The data-dependent Fed has enough ammunition to commit to another rate cut, but they could still hold off on committing to an easing cycle.


Oil’s bloodbath is getting a reprieve on profit taking and as traders want to avoid holding bearish positions into the weekend. The nonfarm payroll report provided a mixed bag that still supports decent growth for the second half of the year. The US economy is slowing, but possibly not at a fast-enough pace to warrant aggressive action by the Fed. This report does not bolster hopes for improvement with demand forecasts for crude and we could see selling pressure return next week, if we do not get a positive update in the October 10-11th US-China high-level trade talks.


A mixed nonfarm payroll report derailed demand for safe-havens this Friday.
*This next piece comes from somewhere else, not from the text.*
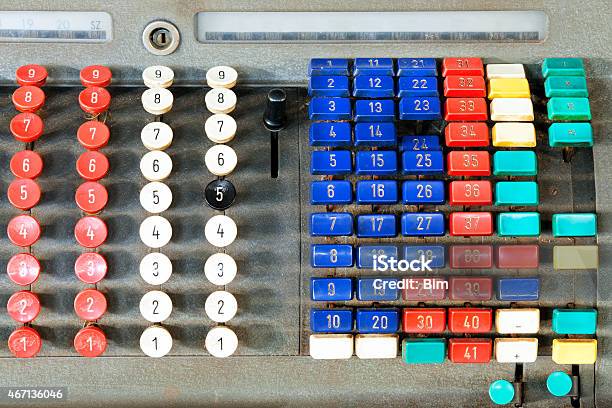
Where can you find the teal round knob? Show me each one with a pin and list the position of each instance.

Following the massive warning signs from the ISM services report, expectations were too high for a disappointing payroll number. The Fed is still expected to cut at least once more this year, but the December meeting remains a toss-up. The economy is not falling off a cliff and gold could see some softness, but the overall bullish trend should remain intact.
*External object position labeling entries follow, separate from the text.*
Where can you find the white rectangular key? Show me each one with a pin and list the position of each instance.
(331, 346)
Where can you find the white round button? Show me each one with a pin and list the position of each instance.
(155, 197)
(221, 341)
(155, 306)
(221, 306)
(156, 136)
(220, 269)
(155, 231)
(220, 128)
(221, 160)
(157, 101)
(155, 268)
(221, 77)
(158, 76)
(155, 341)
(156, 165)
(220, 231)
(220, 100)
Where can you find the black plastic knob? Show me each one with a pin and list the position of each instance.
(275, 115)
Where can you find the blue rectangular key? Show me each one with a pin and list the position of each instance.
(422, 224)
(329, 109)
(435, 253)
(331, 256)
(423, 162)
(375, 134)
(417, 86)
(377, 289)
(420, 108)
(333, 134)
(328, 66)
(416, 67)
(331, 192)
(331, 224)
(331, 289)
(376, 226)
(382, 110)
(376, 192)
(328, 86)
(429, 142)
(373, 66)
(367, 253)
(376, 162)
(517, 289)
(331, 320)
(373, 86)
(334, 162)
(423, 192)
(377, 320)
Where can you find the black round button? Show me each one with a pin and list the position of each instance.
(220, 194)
The odds that Brexit will be delayed are growing as Boris Johnson promised he will send a letter delaying it if he can’t get a deal done with the EU by October 19th. The chances of seeing a deal done by then are practically none. The longer we see elections or Brexit delayed, the greater the likelihood we could start to see the British pound crawl higher. There still is no strong base case on how this will unfold, but the chances of another referendum or a deal getting done are rising.